O presidente do UFC, Dana White, usou as redes sociais para reconhecer - com o seu estilo inconfundível - que a equipe de produção responsável pela transmissão da Copa do Mundo cometeu falhas no domingo, mas não tantas quanto a sua própria organização. O comentário veio logo após a final da competição, vencida pela Espanha sobre a Argentina por 1 a 0, e ganhou repercussão rápida entre fãs de MMA e futebol. White transformou uma autocrítica em elogio enviesado, numa declaração que mistura humor, humildade e sua habitual franqueza sem filtro.
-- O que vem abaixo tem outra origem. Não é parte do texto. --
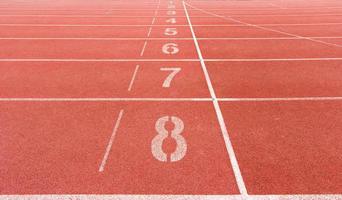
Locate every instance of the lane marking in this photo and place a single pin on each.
(169, 60)
(110, 142)
(223, 99)
(172, 197)
(133, 77)
(143, 49)
(150, 29)
(229, 147)
(165, 38)
(164, 16)
(269, 59)
(185, 25)
(229, 18)
(99, 99)
(97, 60)
(282, 99)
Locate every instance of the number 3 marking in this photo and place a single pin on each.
(167, 81)
(157, 142)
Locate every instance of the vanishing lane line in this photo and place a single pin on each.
(229, 147)
(133, 78)
(333, 98)
(229, 18)
(110, 143)
(150, 29)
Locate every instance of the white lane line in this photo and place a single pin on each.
(169, 60)
(149, 38)
(229, 147)
(269, 59)
(229, 18)
(143, 49)
(149, 33)
(110, 142)
(281, 99)
(133, 77)
(171, 197)
(160, 25)
(96, 60)
(166, 16)
(150, 29)
(101, 99)
(128, 99)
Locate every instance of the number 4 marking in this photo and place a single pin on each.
(174, 71)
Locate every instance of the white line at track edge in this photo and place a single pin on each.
(133, 77)
(229, 147)
(172, 197)
(110, 142)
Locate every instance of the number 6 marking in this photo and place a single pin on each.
(167, 81)
(157, 142)
(170, 48)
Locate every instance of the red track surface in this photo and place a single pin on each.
(256, 84)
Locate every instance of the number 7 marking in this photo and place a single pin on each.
(174, 71)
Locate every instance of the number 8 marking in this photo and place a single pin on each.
(157, 142)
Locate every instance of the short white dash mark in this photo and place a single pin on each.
(110, 143)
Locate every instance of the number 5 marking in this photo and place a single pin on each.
(174, 71)
(157, 142)
(170, 31)
(171, 20)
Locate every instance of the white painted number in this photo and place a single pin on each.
(171, 20)
(169, 78)
(171, 12)
(170, 48)
(157, 142)
(170, 31)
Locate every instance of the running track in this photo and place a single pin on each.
(171, 99)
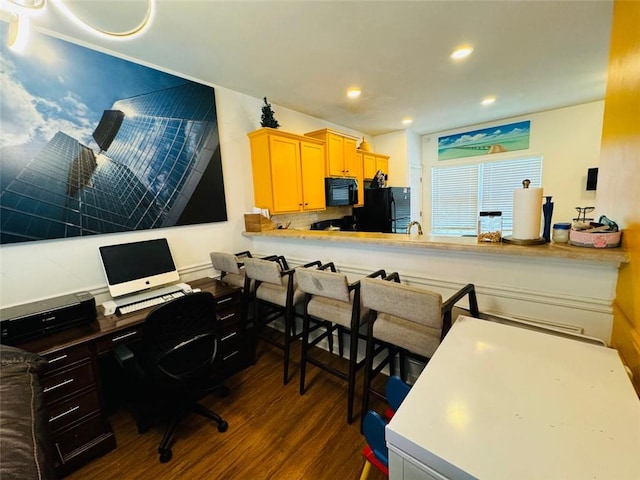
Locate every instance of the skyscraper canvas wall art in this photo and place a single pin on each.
(94, 144)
Tudo começou após o UFC 329, quando a equipe de produção do evento identificou o boxeador Shakur Stevenson - recém-contratado pela Zuffa Boxing - com o nome de Jalen Williams, astro do Oklahoma City Thunder na NBA. O erro, exibido no lower third durante a transmissão ao vivo, levou White a afirmar publicamente que o UFC tinha a pior produção do esporte nesse quesito. Assim como acontece no futebol, onde a atenção aos detalhes nos momentos decisivos define reputações - e atletas como Saliba optam por focar em objetivos maiores, como saiba mais sobre o foco de Saliba na Copa pela França -, no entretenimento esportivo um erro técnico básico pode custar caro em credibilidade.
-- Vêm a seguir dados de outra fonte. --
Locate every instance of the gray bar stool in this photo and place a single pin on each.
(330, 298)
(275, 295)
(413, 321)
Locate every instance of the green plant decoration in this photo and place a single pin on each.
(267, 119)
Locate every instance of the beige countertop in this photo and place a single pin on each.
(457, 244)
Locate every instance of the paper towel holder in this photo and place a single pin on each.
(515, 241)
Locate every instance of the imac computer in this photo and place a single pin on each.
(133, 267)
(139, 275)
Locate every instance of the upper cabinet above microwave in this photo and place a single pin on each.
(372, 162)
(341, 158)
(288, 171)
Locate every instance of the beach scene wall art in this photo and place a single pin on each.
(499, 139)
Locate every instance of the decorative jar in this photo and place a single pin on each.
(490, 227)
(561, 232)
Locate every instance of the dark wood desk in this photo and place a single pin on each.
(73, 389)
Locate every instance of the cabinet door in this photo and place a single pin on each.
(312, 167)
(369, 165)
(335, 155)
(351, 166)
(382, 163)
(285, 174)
No vídeo publicado nos stories do Instagram após a final da Copa do Mundo, White reconheceu que havia "preparado o terreno" para a equipe de produção da FIFA acertar em cheio, mas que o resultado foi diferente. "Vocês triplicaram a aposta hoje e disseram 'vai se f*der, Dana White, você não vai nos superar. Somos a pior equipe de produção da história do esporte em exibir celebridades'", disse White, em tom irônico. Apesar das críticas ao flyover mal executado durante a cerimônia, ele encerrou com uma concessão improvável: "Me curvo. Parabéns aos produtores da Copa do Mundo. Vocês ganham. Nós somos os segundos piores."
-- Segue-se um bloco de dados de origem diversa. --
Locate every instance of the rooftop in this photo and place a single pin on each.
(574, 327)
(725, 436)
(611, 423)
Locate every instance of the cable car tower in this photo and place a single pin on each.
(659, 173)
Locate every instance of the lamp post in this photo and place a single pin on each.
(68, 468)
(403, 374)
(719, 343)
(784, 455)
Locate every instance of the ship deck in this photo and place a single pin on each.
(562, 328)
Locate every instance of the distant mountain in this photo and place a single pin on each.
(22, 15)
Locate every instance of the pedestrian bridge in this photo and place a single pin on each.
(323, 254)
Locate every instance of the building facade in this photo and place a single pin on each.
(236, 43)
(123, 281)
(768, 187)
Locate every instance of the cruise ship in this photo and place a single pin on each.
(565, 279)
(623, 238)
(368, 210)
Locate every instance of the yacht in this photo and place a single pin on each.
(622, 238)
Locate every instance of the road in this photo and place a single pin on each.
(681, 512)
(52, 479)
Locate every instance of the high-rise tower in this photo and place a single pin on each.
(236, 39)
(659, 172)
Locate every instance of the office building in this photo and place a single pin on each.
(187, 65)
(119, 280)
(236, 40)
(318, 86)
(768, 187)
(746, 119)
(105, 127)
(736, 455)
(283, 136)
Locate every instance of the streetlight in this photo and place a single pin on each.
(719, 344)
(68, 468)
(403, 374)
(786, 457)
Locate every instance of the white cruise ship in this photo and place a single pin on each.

Um contrato bilionário sob escrutínio
O episódio ocorre em meio ao primeiro ano da parceria entre o UFC e a Paramount, acordo que se estende por mais seis anos e meio e prevê um total de 7,7 bilhões de dólares à organização. A transição do modelo antigo de pay-per-view para a nova plataforma foi bem-recebida financeiramente pelos fãs, que passaram a pagar menos para acompanhar os eventos. No entanto, uma série de problemas operacionais tem irritado o público: entradas dos lutadores não transmitidas, problemas de ritmo durante os cards e restrições na pós-produção que impedem os espectadores de assistir aos eventos completos após o término da transmissão ao vivo.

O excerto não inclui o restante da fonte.